坂本さんは集会で、利根川上流の藤原ダム直下の映像を映し出し、ダム直下の川が自然の勢いや輝きを失っていることから、このままでは八ッ場ダムに沈まない吾妻渓谷下流部も同様になると警鐘を鳴らしました。自然景観と温泉の恵みこそ群馬の誇る観光資源だという坂本さんの訴えは、迫力のある映像とともに、参加者に大きな感銘を与えました。嶋津さんが解説した八ッ場ダム問題の現状について、以下に要約を掲載します。
☆付替鉄道の「川原湯温泉」新駅の駅前整備工事は遅れており、その影響でダム本体工事が遅れることも予想される。
☆八ッ場ダムの事業費再増額は必至。増額規模は500億円を超えると予想される。
☆八ッ場ダム事業がこのまま進められても、混迷の様相を呈していく。
☆国交省の10年以上前の調査でも、ダム湖予定地周辺は地すべりの可能性がある地区が22か所もある。現基本計画ではわずか3地区の対策、地すべり対策費は総額6億円(うち、4億円は支出済み)。
☆2011年の八ッ場ダムの検証では対策箇所数を大幅に増やし、地すべりと代替地の安全の追加対策に150億円が必要と示された。しかし、今回の基本計画変更では見送られたので、実施されるかどうか分からない。
☆この追加対策について、地すべり問題の専門家は、多くの基本的な問題があり、追加対策を講じても試験湛水中に地すべりが発生する危険性が残されるとみている。その場合は、ダム完成は2020年代中頃、あるいは後半になることも予想される。
☆ダム予定地は吾妻川中流部にあるので流域人口が大きい。上流部は観光地が多く、酪農が盛んであるので、流入汚濁負荷を人口で換算すると、流域には合わせて20万人に相当する人口が住んでいるのに等しい。このため、水質悪化が避けられない。
☆八ッ場ダム予定地の上流では、毎日約60トンの石灰を投入して中和作業が続けられている。中和生成物の沈澱池では、底泥を浚渫して脱水し、上流の処分場に入れているが、ヒ素混じりの脱水ケーキであるので問題が起きている。この方式を続けることができなくなれば、八ッ場ダム湖に中和生成物が流れ込むことになる。
☆八ッ場ダム湖は夏期は水位を大きく下げるので、観光資源には程遠い。
☆2011年の八ッ場ダムの検証では、国交省のタスクフォースが、八ッ場ダムができても浅間山の噴火は問題なしとしたが、きわめて非科学的な検討であった。

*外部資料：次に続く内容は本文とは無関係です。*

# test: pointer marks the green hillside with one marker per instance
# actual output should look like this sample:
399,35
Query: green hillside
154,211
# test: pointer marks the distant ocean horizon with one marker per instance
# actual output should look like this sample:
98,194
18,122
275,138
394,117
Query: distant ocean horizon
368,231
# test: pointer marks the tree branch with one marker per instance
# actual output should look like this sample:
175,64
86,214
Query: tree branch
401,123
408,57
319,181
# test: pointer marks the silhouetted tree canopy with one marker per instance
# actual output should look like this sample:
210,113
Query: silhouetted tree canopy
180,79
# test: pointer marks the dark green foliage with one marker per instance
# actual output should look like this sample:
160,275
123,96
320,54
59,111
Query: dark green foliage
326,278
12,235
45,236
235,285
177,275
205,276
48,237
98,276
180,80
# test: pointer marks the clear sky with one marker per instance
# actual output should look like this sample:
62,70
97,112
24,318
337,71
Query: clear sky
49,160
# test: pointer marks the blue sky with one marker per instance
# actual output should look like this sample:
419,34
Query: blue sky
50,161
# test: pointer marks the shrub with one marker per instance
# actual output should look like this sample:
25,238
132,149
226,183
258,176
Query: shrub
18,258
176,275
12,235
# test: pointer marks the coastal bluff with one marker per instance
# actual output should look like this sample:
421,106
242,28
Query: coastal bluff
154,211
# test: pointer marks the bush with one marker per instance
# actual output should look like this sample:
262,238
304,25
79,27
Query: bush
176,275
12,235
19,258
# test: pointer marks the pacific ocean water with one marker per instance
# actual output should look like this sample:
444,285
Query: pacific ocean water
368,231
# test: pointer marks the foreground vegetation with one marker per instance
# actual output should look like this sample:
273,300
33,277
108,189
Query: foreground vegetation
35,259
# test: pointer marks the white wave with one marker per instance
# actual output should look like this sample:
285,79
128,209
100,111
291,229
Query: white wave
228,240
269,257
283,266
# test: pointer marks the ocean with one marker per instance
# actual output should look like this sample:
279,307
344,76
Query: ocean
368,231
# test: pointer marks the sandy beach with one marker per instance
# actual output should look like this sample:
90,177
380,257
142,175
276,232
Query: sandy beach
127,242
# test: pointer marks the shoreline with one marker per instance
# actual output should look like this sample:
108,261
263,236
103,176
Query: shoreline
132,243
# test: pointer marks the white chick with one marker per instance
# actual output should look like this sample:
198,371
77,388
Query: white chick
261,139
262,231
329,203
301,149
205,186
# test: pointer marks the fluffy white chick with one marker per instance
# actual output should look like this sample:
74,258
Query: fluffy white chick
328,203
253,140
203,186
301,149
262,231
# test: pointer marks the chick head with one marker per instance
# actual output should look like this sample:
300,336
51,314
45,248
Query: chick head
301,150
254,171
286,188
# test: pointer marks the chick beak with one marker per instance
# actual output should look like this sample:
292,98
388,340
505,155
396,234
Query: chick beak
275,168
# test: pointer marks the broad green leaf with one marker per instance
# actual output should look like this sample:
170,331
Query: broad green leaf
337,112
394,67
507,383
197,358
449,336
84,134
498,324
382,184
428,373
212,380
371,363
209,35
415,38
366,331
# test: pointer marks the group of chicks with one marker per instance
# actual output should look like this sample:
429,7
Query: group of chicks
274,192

☆第一の問題は、泥流が八ッ場ダムに到達する前に、事前放流でダム湖を空にできるとしていることである。中央防災会議の報告書によれば、天明泥流が八ッ場に到達するのに僅か30分以内であった。ダム湖が満杯の場合、空にするのに1日以上かかる。
☆第二に、天明の浅間山噴火の泥流総量を国交省は約1億㎥程度としているが、これは八ッ場より下流の原町における、吾妻渓谷で泥流が遮られた後の数字であるから、八ッ場の泥流総量はこれよりはるかに大きい。
☆第三に、天明泥流はピーク流量が桁違いに大きい。中央防災会議の報告書によれば、天明泥流のピーク流量は毎秒13~17万m3。八ッ場ダム基本計画による最大洪水流入量は毎秒3千m3規模であるから、想定洪水の40~60倍もある。
☆上記3点を踏まえると、天明3年並みの泥流が流下した場合、事前放流は間に合わず、1億m3より遥かに大量の泥流が一挙にダム湖に流入し、周辺の代替地、ダム下流部に洪水をもたらすことになる。
☆浅間山の大噴火により大量の泥流が一挙に流れ込んだ場合、ダム本体が持つのかも懸念される。本体予定地は熱水変質帯があり、断層等の影響で節理が多い。しかし2007年12月、コスト縮減のため、ダム本体の岩盤の掘削深さを18mから3mへ、掘削量を149万m3から68万m3へ、ダムのコンクリート量も160万m3から91万m3へと大幅に減らした。その結果、ダム本体工事費も大幅に減って、現在の全事業費4600億円の約9%になった。
☆八ッ場ダムは安全確保のために必要なコストをカットしている。取り返しがつかない大惨事を起こす危険性がある。